Developing Cases with Students

In this section, Prof. Georgia Perakis describes her process for developing case studies for 15.060 Data, Models, and Decisions.

 

To develop a case, I usually work with a student directly… we meet every week to develop it.

—Georgia Perakis

In 15.060 Data, Models and Decisions, we give lectures and do some case studies so students can understand how the material we teach applies in real businesses. To develop a case, I usually work with a student (this student might be an MBA student who took the course already). At the last lecture of the course, I invite students to come find me if they have worked for a company and have a data set with which we can work. Students then come to me with their data and a topic. If they bring to me something that relates to part of the course material I feel has fewer cases, we'll work on developing a case study based on their data. From there, we meet every week to develop it. The student gets an opportunity to collaborate with a faculty member and produce something that contributes to the course.
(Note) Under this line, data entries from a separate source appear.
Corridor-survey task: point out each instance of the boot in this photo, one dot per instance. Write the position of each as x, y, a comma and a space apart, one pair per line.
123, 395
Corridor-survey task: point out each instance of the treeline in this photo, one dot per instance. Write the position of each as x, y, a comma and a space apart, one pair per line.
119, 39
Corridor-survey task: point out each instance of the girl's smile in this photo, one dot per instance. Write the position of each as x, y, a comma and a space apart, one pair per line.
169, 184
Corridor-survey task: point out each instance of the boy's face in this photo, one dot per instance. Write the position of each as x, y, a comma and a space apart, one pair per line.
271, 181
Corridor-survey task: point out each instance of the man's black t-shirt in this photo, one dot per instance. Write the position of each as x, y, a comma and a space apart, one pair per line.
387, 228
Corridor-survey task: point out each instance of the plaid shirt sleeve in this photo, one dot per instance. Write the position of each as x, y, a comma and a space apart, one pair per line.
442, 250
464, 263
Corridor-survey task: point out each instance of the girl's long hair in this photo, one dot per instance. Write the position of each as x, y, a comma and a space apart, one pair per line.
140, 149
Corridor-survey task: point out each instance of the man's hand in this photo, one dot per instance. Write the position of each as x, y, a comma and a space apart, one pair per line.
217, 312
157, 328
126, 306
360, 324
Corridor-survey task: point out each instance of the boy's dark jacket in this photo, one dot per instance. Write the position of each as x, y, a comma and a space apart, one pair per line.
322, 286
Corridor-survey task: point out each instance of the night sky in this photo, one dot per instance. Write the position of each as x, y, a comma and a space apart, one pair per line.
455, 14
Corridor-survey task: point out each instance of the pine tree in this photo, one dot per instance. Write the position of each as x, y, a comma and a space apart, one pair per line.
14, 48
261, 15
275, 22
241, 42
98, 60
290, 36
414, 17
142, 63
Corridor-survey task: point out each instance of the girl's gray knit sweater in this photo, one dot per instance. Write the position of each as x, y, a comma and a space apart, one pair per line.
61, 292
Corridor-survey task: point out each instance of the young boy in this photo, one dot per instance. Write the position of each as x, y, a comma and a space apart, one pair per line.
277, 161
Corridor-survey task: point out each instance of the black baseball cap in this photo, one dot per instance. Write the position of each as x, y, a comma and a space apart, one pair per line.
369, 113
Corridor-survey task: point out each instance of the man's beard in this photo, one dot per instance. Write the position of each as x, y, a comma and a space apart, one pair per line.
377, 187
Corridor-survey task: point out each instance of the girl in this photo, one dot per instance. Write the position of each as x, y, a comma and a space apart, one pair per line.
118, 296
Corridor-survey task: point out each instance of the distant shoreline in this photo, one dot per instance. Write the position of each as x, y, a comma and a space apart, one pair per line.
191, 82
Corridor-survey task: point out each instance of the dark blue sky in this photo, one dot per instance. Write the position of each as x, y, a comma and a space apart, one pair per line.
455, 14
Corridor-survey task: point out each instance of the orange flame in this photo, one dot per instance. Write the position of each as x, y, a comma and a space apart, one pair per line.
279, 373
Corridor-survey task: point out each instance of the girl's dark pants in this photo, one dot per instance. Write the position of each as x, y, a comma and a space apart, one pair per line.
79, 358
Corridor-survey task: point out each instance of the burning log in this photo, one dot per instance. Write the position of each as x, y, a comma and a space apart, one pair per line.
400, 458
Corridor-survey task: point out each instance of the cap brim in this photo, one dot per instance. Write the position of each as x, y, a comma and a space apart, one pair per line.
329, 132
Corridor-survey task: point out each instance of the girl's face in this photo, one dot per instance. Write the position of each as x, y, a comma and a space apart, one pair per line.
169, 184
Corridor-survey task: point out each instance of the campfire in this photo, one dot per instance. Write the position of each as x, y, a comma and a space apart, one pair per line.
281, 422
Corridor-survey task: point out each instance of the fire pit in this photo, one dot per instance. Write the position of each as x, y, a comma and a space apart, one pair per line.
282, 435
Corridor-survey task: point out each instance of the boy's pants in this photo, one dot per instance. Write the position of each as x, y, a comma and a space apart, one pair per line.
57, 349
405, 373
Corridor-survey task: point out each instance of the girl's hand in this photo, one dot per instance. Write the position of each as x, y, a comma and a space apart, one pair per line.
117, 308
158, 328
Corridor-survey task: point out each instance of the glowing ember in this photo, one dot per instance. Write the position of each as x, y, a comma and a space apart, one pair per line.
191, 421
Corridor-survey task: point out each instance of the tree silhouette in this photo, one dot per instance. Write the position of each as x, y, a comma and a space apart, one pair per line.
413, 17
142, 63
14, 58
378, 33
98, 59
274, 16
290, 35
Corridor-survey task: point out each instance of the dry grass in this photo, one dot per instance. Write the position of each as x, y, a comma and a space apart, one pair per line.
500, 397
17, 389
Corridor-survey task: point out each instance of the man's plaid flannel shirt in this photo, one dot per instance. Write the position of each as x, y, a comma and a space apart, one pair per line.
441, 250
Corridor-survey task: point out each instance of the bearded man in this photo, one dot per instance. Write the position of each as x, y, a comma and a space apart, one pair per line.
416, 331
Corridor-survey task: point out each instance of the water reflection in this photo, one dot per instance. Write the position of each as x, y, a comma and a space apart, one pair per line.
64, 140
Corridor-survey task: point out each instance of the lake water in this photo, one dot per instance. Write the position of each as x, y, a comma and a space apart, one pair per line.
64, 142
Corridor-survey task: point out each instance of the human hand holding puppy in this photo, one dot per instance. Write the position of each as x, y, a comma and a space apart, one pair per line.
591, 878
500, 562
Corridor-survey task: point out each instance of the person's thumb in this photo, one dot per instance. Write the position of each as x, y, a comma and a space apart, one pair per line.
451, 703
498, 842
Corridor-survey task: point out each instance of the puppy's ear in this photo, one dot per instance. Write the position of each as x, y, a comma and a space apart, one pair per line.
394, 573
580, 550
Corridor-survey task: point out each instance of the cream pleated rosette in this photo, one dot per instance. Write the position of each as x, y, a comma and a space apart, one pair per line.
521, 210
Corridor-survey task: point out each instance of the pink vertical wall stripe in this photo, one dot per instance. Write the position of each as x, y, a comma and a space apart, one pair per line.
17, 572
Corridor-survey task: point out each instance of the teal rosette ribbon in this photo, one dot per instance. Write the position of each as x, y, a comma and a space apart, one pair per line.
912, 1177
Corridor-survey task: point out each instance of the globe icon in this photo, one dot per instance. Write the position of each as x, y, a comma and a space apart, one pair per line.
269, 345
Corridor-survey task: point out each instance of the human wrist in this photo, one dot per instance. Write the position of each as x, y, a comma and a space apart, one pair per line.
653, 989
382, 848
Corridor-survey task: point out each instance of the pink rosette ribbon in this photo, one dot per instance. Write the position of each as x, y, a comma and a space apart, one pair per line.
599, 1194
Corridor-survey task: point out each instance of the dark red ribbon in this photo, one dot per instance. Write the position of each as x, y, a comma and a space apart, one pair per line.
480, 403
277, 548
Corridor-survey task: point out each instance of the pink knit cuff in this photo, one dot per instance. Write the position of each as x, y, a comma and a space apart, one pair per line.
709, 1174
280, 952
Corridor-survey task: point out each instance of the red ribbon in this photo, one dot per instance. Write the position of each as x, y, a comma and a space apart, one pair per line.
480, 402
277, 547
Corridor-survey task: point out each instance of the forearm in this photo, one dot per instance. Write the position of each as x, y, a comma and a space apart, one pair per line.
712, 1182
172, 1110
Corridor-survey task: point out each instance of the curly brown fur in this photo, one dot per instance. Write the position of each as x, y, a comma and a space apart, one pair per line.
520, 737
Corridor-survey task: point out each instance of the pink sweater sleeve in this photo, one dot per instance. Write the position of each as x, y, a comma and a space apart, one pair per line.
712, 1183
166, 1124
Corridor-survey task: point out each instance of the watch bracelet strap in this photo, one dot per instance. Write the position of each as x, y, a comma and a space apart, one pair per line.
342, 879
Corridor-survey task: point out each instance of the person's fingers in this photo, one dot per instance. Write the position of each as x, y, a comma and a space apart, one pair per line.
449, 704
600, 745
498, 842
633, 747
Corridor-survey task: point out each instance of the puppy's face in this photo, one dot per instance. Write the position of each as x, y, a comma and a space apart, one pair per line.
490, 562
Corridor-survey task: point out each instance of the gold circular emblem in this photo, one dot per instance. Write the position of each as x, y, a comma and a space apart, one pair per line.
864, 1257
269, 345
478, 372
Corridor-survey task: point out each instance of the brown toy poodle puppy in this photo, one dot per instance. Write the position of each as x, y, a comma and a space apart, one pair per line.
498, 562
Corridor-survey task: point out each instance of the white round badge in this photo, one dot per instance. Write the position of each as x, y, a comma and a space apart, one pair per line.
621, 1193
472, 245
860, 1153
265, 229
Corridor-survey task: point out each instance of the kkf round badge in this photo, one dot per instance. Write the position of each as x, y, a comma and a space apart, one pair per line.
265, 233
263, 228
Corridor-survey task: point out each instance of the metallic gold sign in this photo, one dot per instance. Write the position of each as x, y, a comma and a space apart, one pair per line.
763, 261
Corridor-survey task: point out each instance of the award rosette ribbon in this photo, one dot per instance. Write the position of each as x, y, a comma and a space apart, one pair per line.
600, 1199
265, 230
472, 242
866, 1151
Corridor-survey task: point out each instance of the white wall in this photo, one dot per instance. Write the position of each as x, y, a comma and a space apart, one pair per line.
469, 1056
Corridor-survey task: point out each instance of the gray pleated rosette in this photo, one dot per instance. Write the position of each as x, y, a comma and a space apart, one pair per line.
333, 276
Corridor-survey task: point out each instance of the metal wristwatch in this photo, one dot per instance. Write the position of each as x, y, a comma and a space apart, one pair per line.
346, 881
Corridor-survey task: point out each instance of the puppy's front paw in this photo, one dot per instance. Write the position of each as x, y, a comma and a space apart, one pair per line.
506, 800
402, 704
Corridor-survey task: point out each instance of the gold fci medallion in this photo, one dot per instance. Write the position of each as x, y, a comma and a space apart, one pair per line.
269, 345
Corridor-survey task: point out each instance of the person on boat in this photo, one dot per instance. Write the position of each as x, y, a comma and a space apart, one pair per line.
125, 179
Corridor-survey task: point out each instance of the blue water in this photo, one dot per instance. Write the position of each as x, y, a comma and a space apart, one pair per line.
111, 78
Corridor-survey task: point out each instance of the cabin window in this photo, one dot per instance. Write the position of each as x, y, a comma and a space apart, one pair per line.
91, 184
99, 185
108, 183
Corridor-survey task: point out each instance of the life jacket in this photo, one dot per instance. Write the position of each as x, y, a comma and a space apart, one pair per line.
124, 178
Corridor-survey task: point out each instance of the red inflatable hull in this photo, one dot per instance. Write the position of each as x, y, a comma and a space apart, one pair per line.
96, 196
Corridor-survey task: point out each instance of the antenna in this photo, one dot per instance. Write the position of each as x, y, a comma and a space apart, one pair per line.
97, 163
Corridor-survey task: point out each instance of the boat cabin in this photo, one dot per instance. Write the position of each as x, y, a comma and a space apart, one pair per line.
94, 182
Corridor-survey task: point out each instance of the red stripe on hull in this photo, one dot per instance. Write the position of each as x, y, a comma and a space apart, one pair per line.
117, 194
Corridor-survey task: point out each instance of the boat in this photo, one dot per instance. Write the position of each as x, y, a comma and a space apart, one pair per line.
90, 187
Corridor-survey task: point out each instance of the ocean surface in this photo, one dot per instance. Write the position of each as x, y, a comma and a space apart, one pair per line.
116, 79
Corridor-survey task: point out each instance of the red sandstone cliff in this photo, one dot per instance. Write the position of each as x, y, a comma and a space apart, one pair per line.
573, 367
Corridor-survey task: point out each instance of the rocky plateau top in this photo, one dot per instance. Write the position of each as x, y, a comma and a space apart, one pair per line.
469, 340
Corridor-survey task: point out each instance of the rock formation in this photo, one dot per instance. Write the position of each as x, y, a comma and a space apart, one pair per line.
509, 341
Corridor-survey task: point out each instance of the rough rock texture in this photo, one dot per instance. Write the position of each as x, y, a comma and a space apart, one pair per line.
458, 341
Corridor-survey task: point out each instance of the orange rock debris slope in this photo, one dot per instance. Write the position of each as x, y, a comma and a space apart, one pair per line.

It's a process. From beginning to finish, it takes about a year to develop a case. We work one semester more intensively, and usually we use the course to roll it out. I begin by discussing what the case is with the student, and then we keep asking questions and iterating, while keeping in mind the parts of the course we want to augment.

We usually work on the business context of the company first, and why this case is relevant. Then we work out aspects of the case to spotlight, how to build the data, the regression, and/or the optimization model, how to understand and make sense of the outputs, and how the company might actually use the model in the case. In general, we might introduce one new case per year.